Pryor’s legislation would increase the maximum criminal penalty for violations of the act to $100 million from the current $1.8 million. This goes much further than a House bill backed by Rep. Bobby Rush (D-Ill.) goes. That bill would increase the maximum penalty to $10 million.

The National Association of Manufacturers (NAM) and the National Retail Federation (NRF) both see the increased penalties as promoting litigation instead of cooperation.

CPSC acting Chairwoman Nancy Nord also criticized the penalties in testimony to the Senate Commerce Committee, saying they would induce companies to overwhelm CPSC with uninvestigated consumer complaints.

Privately, some lobbyists question whether the penalties are a sop to trial lawyers, a constituency loyal to Democrats. In the cycle ending in 2006, the American Association for Justice Political Action Committee gave $2,475,000 to Democrats, compared to $96,000 for Republicans. But Pryor disputes the notion that his measure is anti-business.

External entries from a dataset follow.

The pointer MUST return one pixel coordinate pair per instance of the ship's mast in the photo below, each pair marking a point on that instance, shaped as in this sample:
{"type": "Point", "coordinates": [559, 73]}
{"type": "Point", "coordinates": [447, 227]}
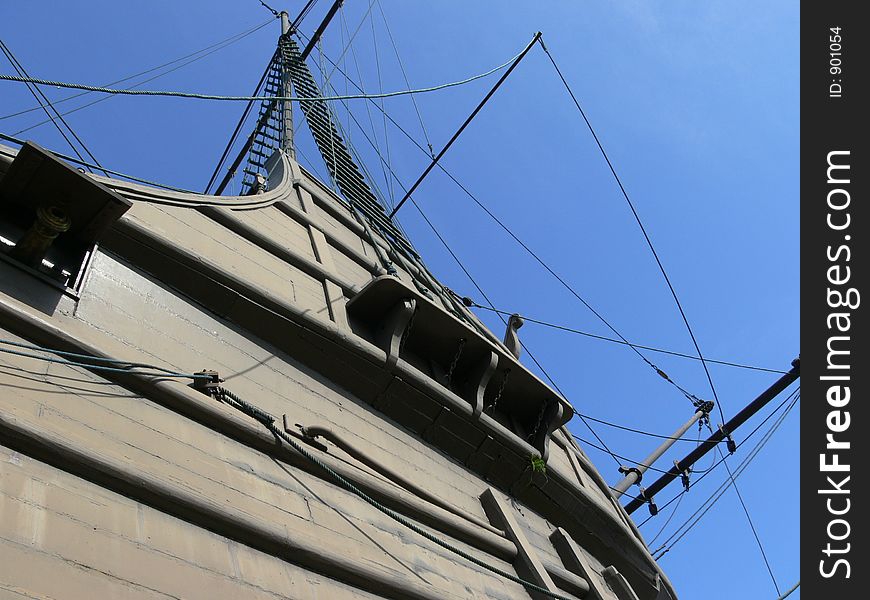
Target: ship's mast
{"type": "Point", "coordinates": [286, 89]}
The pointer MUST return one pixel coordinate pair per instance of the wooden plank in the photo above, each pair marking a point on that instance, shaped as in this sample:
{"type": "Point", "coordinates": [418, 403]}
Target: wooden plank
{"type": "Point", "coordinates": [527, 563]}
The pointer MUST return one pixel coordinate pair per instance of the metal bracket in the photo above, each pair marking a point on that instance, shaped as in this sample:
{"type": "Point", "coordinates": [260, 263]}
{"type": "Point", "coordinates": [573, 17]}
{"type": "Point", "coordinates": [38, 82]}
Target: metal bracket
{"type": "Point", "coordinates": [207, 382]}
{"type": "Point", "coordinates": [729, 441]}
{"type": "Point", "coordinates": [635, 470]}
{"type": "Point", "coordinates": [684, 475]}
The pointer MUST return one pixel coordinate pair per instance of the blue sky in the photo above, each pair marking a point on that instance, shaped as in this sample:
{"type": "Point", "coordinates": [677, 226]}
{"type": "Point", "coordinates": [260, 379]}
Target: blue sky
{"type": "Point", "coordinates": [697, 105]}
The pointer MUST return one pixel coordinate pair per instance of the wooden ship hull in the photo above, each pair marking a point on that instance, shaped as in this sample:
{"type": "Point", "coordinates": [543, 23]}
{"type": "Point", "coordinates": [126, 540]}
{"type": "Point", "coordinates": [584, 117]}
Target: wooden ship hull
{"type": "Point", "coordinates": [118, 481]}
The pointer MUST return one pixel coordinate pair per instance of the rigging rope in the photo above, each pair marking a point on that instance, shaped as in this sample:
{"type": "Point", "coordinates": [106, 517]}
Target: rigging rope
{"type": "Point", "coordinates": [642, 228]}
{"type": "Point", "coordinates": [713, 467]}
{"type": "Point", "coordinates": [37, 93]}
{"type": "Point", "coordinates": [407, 82]}
{"type": "Point", "coordinates": [194, 95]}
{"type": "Point", "coordinates": [268, 421]}
{"type": "Point", "coordinates": [203, 53]}
{"type": "Point", "coordinates": [642, 347]}
{"type": "Point", "coordinates": [127, 368]}
{"type": "Point", "coordinates": [705, 506]}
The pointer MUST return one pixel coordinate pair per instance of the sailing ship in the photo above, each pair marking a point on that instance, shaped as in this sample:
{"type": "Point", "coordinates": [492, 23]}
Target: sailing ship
{"type": "Point", "coordinates": [269, 395]}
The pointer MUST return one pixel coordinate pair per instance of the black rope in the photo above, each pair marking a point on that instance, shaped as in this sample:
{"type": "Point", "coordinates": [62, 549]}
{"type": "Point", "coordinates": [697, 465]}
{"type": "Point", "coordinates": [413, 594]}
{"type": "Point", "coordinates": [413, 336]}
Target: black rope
{"type": "Point", "coordinates": [268, 421]}
{"type": "Point", "coordinates": [274, 12]}
{"type": "Point", "coordinates": [37, 93]}
{"type": "Point", "coordinates": [642, 347]}
{"type": "Point", "coordinates": [789, 398]}
{"type": "Point", "coordinates": [239, 125]}
{"type": "Point", "coordinates": [642, 228]}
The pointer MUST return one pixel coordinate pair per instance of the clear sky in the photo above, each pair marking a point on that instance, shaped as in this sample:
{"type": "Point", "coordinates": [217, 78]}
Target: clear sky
{"type": "Point", "coordinates": [695, 102]}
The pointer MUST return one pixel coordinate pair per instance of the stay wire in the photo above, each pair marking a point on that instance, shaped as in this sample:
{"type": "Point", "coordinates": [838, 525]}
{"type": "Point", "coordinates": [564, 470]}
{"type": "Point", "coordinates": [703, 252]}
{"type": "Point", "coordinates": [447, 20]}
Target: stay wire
{"type": "Point", "coordinates": [453, 254]}
{"type": "Point", "coordinates": [268, 421]}
{"type": "Point", "coordinates": [407, 81]}
{"type": "Point", "coordinates": [705, 506]}
{"type": "Point", "coordinates": [709, 470]}
{"type": "Point", "coordinates": [302, 14]}
{"type": "Point", "coordinates": [711, 500]}
{"type": "Point", "coordinates": [85, 163]}
{"type": "Point", "coordinates": [239, 125]}
{"type": "Point", "coordinates": [219, 97]}
{"type": "Point", "coordinates": [751, 523]}
{"type": "Point", "coordinates": [39, 99]}
{"type": "Point", "coordinates": [642, 347]}
{"type": "Point", "coordinates": [642, 228]}
{"type": "Point", "coordinates": [274, 12]}
{"type": "Point", "coordinates": [184, 60]}
{"type": "Point", "coordinates": [790, 591]}
{"type": "Point", "coordinates": [604, 447]}
{"type": "Point", "coordinates": [127, 369]}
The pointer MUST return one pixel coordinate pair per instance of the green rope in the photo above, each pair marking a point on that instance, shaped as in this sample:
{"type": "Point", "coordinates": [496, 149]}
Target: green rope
{"type": "Point", "coordinates": [129, 92]}
{"type": "Point", "coordinates": [268, 421]}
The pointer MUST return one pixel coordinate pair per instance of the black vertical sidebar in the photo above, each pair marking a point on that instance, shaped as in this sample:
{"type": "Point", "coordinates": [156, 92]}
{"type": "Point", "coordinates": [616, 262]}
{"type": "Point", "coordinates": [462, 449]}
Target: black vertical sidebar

“The bottom line is that this bill is about protecting American consumers,” he said.

Pryor’s bill also would eliminate protections that prevent information provided by companies to the CPSC on a voluntary basis from being released to the public. The intention is to provide more information to consumers, but retailers and manufacturers argue this would result in a complete breakdown of voluntary communications.

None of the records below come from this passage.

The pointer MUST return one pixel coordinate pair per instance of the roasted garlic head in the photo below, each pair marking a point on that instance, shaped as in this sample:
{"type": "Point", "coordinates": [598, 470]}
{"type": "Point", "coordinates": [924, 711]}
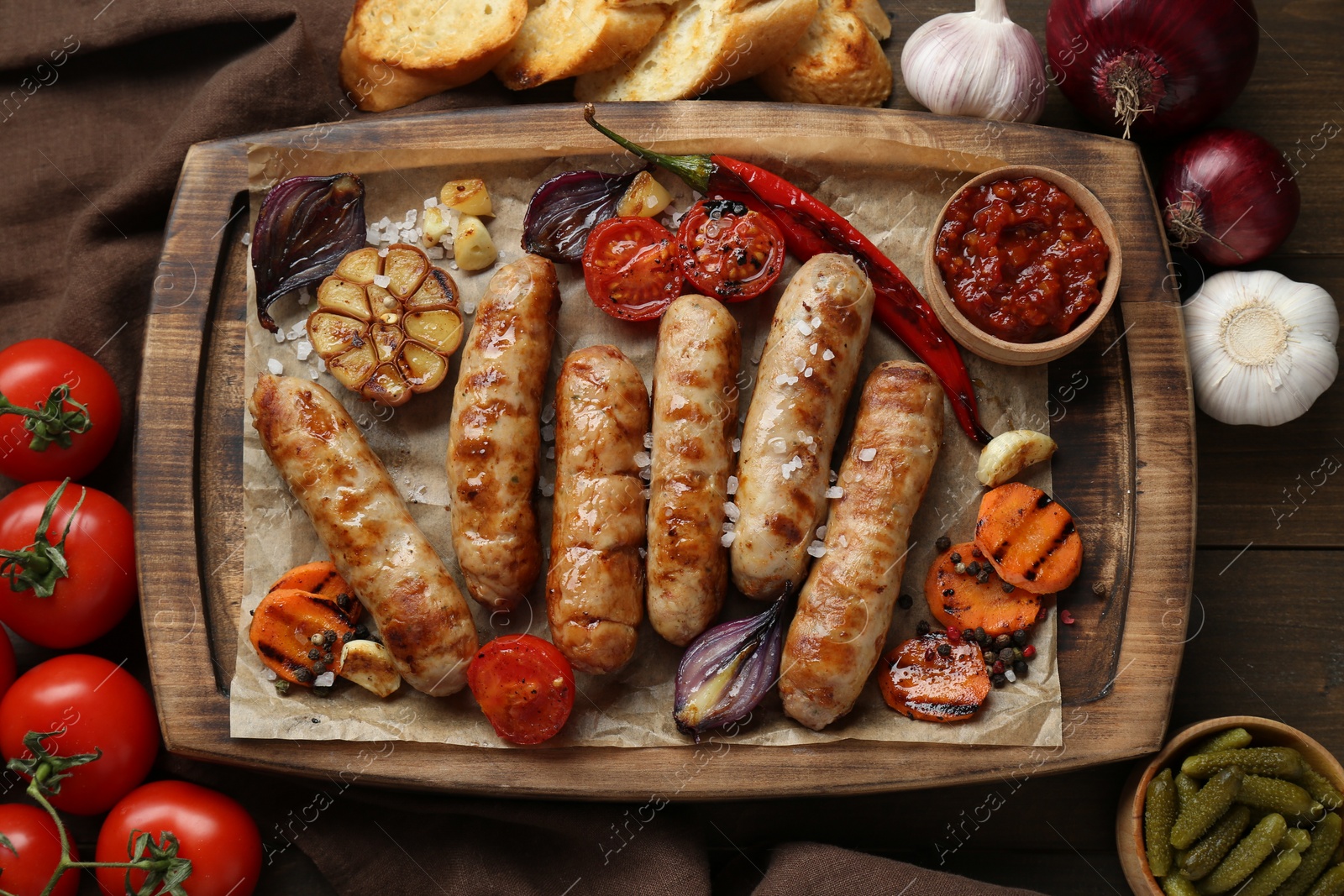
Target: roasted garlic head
{"type": "Point", "coordinates": [386, 325]}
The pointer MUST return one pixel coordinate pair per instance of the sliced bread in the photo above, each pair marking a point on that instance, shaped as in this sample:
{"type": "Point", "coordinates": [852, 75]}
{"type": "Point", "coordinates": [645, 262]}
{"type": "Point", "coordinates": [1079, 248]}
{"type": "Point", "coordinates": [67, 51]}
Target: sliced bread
{"type": "Point", "coordinates": [398, 51]}
{"type": "Point", "coordinates": [839, 60]}
{"type": "Point", "coordinates": [703, 45]}
{"type": "Point", "coordinates": [566, 38]}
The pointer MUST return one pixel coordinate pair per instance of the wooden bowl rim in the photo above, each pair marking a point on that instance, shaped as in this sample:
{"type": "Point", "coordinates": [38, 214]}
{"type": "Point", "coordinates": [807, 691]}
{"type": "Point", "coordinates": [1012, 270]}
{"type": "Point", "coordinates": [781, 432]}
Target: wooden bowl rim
{"type": "Point", "coordinates": [1129, 815]}
{"type": "Point", "coordinates": [979, 342]}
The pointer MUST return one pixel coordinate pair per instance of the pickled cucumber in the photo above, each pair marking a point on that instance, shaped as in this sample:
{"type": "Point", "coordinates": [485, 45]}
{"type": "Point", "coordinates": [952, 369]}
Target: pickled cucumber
{"type": "Point", "coordinates": [1247, 856]}
{"type": "Point", "coordinates": [1230, 739]}
{"type": "Point", "coordinates": [1321, 789]}
{"type": "Point", "coordinates": [1159, 815]}
{"type": "Point", "coordinates": [1207, 806]}
{"type": "Point", "coordinates": [1328, 884]}
{"type": "Point", "coordinates": [1294, 839]}
{"type": "Point", "coordinates": [1205, 856]}
{"type": "Point", "coordinates": [1317, 857]}
{"type": "Point", "coordinates": [1186, 788]}
{"type": "Point", "coordinates": [1277, 795]}
{"type": "Point", "coordinates": [1272, 873]}
{"type": "Point", "coordinates": [1274, 762]}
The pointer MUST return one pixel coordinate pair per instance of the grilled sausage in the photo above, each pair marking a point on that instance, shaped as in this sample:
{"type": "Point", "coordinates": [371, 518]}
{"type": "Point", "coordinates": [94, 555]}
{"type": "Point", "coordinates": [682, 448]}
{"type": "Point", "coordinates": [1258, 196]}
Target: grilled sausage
{"type": "Point", "coordinates": [804, 380]}
{"type": "Point", "coordinates": [846, 605]}
{"type": "Point", "coordinates": [696, 417]}
{"type": "Point", "coordinates": [365, 524]}
{"type": "Point", "coordinates": [595, 589]}
{"type": "Point", "coordinates": [495, 432]}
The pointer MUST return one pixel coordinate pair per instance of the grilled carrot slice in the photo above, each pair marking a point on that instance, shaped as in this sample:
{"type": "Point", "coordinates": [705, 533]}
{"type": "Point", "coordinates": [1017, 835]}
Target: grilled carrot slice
{"type": "Point", "coordinates": [963, 600]}
{"type": "Point", "coordinates": [922, 683]}
{"type": "Point", "coordinates": [1030, 539]}
{"type": "Point", "coordinates": [300, 636]}
{"type": "Point", "coordinates": [322, 579]}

“We want to protect the most internal discussions,” said Jonathan Gold of the NRF. He said retailers are working closely with NAM to change several provisions in the bill.

“The biggest problem for NAM members is changing the relationship between the CPSC and manufacturers and retailers,” said Rosario Palmieri, NAM’s vice president of infrastructure, legal and regulatory policy.

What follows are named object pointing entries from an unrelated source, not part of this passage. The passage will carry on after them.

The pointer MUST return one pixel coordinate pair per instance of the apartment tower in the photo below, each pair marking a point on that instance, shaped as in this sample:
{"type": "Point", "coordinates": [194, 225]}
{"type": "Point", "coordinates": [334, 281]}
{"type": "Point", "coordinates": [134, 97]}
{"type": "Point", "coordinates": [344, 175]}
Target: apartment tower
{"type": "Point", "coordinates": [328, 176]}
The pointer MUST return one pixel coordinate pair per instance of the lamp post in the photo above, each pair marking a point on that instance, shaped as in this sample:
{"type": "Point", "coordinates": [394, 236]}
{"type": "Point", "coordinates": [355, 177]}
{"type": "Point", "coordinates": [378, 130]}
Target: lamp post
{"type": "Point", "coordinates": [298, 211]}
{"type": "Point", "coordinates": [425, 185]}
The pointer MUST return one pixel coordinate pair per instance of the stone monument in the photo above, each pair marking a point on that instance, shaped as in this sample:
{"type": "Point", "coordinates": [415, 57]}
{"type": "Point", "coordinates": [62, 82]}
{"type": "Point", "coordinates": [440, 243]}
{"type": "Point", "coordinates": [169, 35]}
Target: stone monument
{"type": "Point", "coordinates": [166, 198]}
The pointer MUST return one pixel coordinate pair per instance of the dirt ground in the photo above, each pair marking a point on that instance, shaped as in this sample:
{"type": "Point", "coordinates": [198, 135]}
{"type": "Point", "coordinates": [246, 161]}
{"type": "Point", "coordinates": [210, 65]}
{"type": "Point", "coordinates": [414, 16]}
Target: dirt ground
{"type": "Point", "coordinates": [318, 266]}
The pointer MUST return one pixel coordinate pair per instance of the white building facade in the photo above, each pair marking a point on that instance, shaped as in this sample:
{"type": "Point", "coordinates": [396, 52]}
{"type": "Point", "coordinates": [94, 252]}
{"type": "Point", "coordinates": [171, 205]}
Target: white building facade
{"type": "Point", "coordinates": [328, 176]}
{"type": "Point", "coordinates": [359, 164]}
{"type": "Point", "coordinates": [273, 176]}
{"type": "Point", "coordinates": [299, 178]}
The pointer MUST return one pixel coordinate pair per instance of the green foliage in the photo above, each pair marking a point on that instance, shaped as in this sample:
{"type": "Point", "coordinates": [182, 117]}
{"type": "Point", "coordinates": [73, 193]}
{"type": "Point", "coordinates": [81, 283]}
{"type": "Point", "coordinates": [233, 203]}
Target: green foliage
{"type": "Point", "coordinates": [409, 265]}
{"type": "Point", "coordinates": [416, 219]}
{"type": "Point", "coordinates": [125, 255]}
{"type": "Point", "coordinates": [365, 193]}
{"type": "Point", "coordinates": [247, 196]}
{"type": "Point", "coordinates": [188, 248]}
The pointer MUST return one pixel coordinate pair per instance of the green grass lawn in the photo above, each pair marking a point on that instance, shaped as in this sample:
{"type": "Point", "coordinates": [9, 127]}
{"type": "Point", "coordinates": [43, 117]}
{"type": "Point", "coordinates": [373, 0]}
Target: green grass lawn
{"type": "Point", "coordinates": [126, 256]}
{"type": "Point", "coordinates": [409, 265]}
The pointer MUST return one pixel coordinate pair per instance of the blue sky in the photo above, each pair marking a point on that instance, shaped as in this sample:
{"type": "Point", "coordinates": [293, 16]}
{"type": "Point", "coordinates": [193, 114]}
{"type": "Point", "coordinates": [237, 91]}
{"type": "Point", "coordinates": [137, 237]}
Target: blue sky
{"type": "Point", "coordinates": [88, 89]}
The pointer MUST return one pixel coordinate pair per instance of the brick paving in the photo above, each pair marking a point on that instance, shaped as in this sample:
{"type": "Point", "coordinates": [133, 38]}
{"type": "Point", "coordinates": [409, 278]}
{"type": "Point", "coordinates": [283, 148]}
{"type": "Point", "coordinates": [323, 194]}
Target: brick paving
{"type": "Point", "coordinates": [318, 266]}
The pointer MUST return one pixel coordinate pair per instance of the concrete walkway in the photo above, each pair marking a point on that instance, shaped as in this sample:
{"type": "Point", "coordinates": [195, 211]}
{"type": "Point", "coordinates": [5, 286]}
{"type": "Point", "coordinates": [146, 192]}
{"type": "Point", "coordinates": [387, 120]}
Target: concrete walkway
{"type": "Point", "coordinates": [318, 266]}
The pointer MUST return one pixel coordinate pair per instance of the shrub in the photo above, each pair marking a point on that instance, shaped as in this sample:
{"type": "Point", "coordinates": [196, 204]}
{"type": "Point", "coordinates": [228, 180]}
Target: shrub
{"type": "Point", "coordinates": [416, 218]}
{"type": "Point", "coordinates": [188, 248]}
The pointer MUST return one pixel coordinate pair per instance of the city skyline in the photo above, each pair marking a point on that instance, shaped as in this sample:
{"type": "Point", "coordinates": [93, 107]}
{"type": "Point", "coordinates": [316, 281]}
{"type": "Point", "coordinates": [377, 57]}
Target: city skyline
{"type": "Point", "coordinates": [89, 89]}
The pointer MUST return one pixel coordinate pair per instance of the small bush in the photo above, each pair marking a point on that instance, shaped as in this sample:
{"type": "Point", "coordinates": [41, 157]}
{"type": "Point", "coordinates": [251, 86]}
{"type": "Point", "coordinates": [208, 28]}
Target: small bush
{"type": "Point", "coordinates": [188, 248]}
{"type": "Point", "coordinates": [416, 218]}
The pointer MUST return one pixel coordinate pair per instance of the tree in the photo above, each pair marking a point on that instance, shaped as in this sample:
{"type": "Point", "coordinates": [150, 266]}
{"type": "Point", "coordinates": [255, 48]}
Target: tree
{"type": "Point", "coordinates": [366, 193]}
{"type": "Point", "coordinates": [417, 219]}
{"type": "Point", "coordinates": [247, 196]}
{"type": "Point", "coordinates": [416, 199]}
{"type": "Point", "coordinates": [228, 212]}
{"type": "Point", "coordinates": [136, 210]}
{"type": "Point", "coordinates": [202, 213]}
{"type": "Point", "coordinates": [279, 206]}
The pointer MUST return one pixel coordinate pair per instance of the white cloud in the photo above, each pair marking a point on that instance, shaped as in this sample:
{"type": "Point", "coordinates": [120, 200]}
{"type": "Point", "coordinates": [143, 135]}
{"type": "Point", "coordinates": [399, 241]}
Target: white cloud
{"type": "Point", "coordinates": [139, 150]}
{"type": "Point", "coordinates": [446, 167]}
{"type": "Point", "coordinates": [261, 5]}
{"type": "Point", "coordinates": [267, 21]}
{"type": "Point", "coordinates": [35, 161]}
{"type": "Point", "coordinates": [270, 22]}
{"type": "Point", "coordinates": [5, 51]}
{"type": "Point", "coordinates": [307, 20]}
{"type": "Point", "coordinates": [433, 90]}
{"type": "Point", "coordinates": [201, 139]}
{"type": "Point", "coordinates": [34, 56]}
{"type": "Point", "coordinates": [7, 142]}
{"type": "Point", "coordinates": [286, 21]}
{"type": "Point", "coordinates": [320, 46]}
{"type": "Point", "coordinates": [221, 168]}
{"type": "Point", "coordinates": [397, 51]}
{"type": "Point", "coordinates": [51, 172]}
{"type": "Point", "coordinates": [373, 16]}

Pryor indicated the disclosure language is one area that could be altered during the markup to accommodate industry’s concerns. But he noted that safety information on automobiles gets posted on the National Highway Traffic Safety Administration site without great harm to automakers.

Pryor said there have been instances where CPSC “couldn’t or wouldn’t” release critical product safety information.

“We can structure this in a way in which we will not have a breakdown in communication,” Pryor said.

“It’s a balance. You want the public to know if there is a problem.”

Import safety is a hot issue in this year’s Congress, galvanized by the recent recalls of toys and other products manufactured in China. Besides Pryor’s bill, House Energy and Commerce Committee Chairman John Dingell (D-Mich.) is also working on legislation, and Rush’s bill has already been approved by his consumer protection subcommittee.

Business lobbyists privately admit they could be steamrolled, given the frenzy in Congress to respond to public concerns about the safety of imports.

Senate Majority Leader Harry Reid (D-Nev.) is considering moving legislation this year and has asked the Senate Commerce Committee when a bill could be ready for floor action, said one business lobbyist.

Pryor said he talked to Senate Majority Whip Dick Durbin (D-Ill.) and Senate Commerce Committee Chairman Daniel Inouye (D-Hawaii) on the floor Thursday about the bill. He said he would like a vote this year.

Even if tight schedules prevent action from taking place this year, several lobbyists said election-year politics in 2008 may add additional momentum to the bill.

Another provision in Pryor’s bill that has garnered opposition would allow state attorneys general to sue manufacturers and distributors for unlimited damages and other compensation on behalf of state residents. Pryor is a former Arkansas attorney general.

Retailers also oppose a provision that would allow whistleblowers to collect up to $25 million in civil penalties. They say it would give employees an incentive to report preliminary, erroneous or unsubstantiated information.